Ungkap Temuan Data Covid-19 Tidak Riil, Banyak yang Upload Data Lama! Mendagri Tito Tegor Pemda: Pelototi Datanya...

Oleh : Candra Mata | Minggu, 05 September 2021 - 21:59 WIB · 2 menit baca Baca versi lengkap →

INDUSTRY.co.id - Jakarta, Menteri Dalam Negeri (Mendagri) Tito Karnavian mengingatkan para pemerintah daerah (pemda) di Indonesia untuk terus memperbaiki dan memperbaharui input data COVID-19. 

Pasalnya, menurut Mendagri Tito telah terdapat temuan adanya lonjakan kasus penularan COVID-19 di sejumlah daerah akibat terinputnya data-data lama.

“Mohon betul-betul dipelototi datanya, karena data yang kita temukan di beberapa daerah, data kasus positif atau data yang konfirmasi ternyata banyak yang di-upload (diunggah) data-data yang sudah lama,” ujar Mendagri, dikutip redaksi INDUSTRY.co.id dari keterangan resminya pada Minggu (05/09/2021). 

Dikatakan Tito lebih lanjut, ada pula temuan di salah satu daerah yang memiliki angka kematian atau fatality rate yang melonjak tajam. 

Namun setelah ditelusuri, menurutnya angka tersebut merupakan akumulasi angka kematian dari minggu-minggu sebelumnya. 

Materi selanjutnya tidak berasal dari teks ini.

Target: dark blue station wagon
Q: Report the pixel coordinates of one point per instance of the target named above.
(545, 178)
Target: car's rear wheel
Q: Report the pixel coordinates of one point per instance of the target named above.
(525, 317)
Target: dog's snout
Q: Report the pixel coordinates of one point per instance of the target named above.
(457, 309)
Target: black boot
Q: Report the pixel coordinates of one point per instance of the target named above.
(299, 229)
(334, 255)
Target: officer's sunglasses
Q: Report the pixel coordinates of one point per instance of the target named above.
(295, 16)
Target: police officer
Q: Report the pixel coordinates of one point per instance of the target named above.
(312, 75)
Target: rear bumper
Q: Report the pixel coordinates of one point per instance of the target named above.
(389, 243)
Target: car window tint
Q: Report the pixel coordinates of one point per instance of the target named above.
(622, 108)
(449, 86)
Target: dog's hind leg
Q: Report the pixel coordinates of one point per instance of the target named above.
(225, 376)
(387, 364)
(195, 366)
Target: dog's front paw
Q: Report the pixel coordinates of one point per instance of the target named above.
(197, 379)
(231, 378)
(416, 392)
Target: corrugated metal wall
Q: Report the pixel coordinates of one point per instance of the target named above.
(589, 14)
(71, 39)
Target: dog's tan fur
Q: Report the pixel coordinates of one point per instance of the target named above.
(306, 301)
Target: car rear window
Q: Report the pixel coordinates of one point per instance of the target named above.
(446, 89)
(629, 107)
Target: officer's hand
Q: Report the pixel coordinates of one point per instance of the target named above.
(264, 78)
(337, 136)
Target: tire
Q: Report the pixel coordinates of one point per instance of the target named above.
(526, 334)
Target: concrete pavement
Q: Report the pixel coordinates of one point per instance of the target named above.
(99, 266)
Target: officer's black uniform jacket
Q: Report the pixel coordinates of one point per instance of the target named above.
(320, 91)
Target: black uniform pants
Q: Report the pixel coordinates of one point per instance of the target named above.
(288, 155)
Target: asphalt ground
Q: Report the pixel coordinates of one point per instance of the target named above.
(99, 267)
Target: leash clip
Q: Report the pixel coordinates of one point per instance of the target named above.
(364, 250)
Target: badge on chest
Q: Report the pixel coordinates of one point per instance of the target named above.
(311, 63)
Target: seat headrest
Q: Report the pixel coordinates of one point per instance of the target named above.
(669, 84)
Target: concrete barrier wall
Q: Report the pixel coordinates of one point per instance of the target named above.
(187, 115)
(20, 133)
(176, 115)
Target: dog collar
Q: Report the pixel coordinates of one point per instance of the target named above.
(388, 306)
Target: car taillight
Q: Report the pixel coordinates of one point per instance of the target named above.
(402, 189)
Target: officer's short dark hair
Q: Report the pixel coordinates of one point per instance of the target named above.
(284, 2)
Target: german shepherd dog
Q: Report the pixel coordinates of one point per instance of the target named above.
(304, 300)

“Setelah kita lihat, pelototin, ternyata angka kematiannya akumulasi dari beberapa minggu sebelumnya, bukan yang riil minggu itu,” ungkapnya tegas.

Untuk itu, Tito meminta setiap pemda untuk melakukan rapat koordinasi mengenai sistem penginputan data COVID-19. 

Input data ini menurutnya akan sangat menentukan arah kebijakan pemerintah dalam pengendalian pandemi ke depannya. 

Salah satunya dalam menentukan penerapan level kebijakan Pemberlakukan Pembatasan Kegiatan Masyarakat (PPKM) dan zona wilayahnya.

“Kalau dimasukkan data yang lama, nanti pengambilan kebijakannya salah, jumlah kasus aktif dimasukin yang 3-4 minggu lalu itu membuat kasus aktif banyak, sehingga akhirnya mau ditarik ke isoter (isolasi terpusat) semua, padahal mungkin jumlahnya tidak segitu,” tandas Mendagri.